Cheng got into the sector by linking up in 2012 with a group of bankers and financiers who wanted to do more than simply making loans to projects and putting money to work. They took time to learn the business from the ground up, working with developers to understand the fundamentals of build-own-operate projects, and then bought a company which manages renewable power stations to know exactly what is expected of these assets.  

“Now, we probably look at about 200 opportunities a year, with a less than 5 per cent conversion rate,” Cheng says. “We have to make sure each one is viable and bankable for investors. Some need more time to work, especially if government regulations are changing.” 

That, he notes, can be a major factor, along with foreign currency risks and scalability — a very small project may not justify the effort required. 

“Investors will own the asset, and they want long-term, sustainable returns if they commit funding,” Cheng says. “Our job is to make sure each project is managed and operated properly. The technology will improve, but we want the systems to last for at least 30 years.”

Before getting into this field, Cheng had a successful career in accountancy and investment banking, after initially wanting to be a physicist. His grandfather founded the Swindon Book Company in Tsim Sha Tsui, and his mother worked in the business while his father flew planes for China Airlines.  

The family stressed the importance of education, and after primary school at LaSalle and a year at Diocesan Boys’ School, Cheng went to boarding school in England. 

“My parents were very focused on academic achievements; after school it was straight to tutorials and then homework,” he says. “At 13, I wanted to be a little more independent and Uppingham School was a revelation. I was one of the few Hong Kong Chinese there and really enjoyed the boarding environment and all the different sports.”  

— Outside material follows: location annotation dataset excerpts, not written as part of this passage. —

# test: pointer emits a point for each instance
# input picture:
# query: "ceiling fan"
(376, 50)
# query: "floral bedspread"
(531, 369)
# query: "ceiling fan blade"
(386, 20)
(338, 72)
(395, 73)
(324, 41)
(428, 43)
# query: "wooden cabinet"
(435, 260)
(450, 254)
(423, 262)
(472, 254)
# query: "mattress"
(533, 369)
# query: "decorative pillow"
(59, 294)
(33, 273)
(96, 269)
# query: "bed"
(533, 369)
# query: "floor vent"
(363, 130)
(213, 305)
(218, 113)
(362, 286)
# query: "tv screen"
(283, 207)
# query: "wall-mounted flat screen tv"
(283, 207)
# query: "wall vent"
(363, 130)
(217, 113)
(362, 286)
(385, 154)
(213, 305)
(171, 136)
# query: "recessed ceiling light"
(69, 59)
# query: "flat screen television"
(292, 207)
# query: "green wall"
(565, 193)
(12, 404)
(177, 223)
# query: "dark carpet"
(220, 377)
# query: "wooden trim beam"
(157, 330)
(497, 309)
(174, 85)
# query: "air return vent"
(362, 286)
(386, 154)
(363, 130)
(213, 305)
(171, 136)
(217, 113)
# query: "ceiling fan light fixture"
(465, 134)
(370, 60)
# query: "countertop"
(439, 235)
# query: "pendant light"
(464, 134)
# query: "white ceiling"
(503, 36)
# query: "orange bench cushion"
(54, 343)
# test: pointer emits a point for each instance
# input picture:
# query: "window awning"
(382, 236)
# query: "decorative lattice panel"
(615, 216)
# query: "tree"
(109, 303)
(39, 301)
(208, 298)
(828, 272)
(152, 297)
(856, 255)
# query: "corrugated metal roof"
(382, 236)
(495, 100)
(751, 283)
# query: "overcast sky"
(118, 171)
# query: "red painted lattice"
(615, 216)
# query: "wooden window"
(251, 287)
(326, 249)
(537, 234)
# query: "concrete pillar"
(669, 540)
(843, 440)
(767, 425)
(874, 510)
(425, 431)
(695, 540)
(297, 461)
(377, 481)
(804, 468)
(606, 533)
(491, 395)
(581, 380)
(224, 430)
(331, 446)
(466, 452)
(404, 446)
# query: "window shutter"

Showing a talent for science and maths, he went on to take a physics degree at St Andrews University in Scotland and, before graduating in 1977, was keen to continue in academia, but opted instead to be trained as an accountant with Coopers & Lybrand in London.

“The first year was difficult as I came from a non-accounting background, but I had an innate curiosity about how businesses operate.” 

In the early 1980s, he was transferred to the firm’s audit division in Hong Kong and, in due course, joined merchant bank NM Rothschild for nine years to do corporate finance deals. However, when a few friends in the banking fraternity decided to set up a venture capital fund investing in different technologies, the chance was too good to miss.

Things went well there for a couple of years, and when the fund was bought out, Cheng took an 18-month course at Insead before joining investment bank BZW as head of M&A in Asia. He focused on TMT (telecommunications, media and technology), and subsequently at Barclays Capital, oversaw lending and financing for infrastructure projects around the region.

“It was very intense, but I enjoyed the adrenalin, the human interest, and understanding how to structure a transaction.”

Later, with AIG Investment Corp, he worked for the first US$1 billion private equity fund investing in power, telecom and toll road projects across Asia. And then, seven years in Bangkok with an Asian Development Bank-linked fund led back to Hong Kong and the precursor of his present firm.

“There is still a lot of excitement in Asia, and my team is very committed,” Cheng says. “I want to be involved and able to contribute.”